According to charging documents, another angle of the incident showed the gunshot victim fall at the time of the muzzle flashes, shortly before the shooter walks to a dark-colored vehicle and leaves the area.
A detective wrote that police were familiar with “some of the regular clientele” at Frank’s Den that come from Annapolis. The investigation quickly led authorities to Scott, a former student at Annapolis High School, according to charging documents.
Using an address found in school records, police reviewed surveillance footage near his home on the night of the shooting. According to charging documents, Scott was dropped off near the house by a dark-colored vehicle almost 20 minutes after the suspected gunman left Frank’s Den.
It was not immediately clear why Scott was charged with attempted manslaughter and not attempted murder.
Common law differentiates murder from manslaughter based on the presence of “deliberation, premeditation and malice” aforethought.
Manslaughter does not involve any of those factors and while considered an intentional killing, it is accompanied by additional circumstances, including a “hot-blooded” response to “legally adequate provocation,” said defense attorney Peter O’Neill.

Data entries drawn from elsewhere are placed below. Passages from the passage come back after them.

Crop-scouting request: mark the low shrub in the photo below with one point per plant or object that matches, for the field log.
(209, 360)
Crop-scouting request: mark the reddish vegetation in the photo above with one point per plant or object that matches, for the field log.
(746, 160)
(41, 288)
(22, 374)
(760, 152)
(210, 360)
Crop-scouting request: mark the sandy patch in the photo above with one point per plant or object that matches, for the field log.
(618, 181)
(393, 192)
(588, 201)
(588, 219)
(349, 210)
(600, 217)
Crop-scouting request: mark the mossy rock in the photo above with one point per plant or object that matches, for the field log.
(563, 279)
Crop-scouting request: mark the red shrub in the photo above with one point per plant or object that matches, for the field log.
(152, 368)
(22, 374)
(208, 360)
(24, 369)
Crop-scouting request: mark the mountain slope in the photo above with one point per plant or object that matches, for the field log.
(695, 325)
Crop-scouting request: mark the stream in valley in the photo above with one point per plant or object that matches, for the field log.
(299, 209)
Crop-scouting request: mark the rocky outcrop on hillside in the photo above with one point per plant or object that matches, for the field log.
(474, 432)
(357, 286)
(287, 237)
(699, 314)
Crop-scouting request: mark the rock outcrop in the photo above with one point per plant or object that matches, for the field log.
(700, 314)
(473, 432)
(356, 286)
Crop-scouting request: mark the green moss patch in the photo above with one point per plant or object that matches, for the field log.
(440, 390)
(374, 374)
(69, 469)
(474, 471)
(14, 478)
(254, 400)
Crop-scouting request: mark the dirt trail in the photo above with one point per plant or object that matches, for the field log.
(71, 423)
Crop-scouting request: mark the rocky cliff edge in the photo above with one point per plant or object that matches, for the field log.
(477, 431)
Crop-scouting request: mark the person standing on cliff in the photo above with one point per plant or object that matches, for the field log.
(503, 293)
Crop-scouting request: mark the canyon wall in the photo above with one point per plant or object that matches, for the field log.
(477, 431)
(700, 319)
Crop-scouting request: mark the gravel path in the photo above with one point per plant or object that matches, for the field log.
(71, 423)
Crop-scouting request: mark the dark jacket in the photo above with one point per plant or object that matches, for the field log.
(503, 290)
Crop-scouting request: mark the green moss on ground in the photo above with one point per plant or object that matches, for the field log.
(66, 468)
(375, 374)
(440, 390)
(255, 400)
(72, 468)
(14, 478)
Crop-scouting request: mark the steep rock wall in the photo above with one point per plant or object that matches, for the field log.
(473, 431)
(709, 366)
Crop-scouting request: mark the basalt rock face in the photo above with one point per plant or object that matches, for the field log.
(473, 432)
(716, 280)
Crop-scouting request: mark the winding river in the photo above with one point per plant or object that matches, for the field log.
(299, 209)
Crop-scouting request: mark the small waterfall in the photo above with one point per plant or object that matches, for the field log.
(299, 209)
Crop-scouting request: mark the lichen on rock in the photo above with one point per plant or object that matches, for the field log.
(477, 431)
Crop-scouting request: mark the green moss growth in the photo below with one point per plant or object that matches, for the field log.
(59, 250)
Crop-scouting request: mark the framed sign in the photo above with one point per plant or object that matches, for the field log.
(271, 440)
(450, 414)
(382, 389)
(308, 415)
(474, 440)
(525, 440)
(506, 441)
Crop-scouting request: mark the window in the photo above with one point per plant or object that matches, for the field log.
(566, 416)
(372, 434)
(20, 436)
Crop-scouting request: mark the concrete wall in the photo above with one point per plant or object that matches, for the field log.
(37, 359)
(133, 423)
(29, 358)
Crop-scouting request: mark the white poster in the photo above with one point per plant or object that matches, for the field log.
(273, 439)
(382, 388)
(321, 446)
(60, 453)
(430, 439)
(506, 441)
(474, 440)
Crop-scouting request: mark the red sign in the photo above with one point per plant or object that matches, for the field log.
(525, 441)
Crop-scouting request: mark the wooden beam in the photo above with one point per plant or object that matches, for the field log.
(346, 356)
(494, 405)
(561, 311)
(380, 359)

One such case, he said, could be a fight that started without deadly force.
O’Neill is not representing Scott, according to court records. As of Tuesday, no attorney has been assigned to his case.
In addition to Scott, Ricardo Fox, a 45-year-old man from Millersville, was charged with reckless endangerment in connection to the shooting. According to charging documents, Fox fired a handgun into the air several times “immediately” before the gunfire attributed to Scott.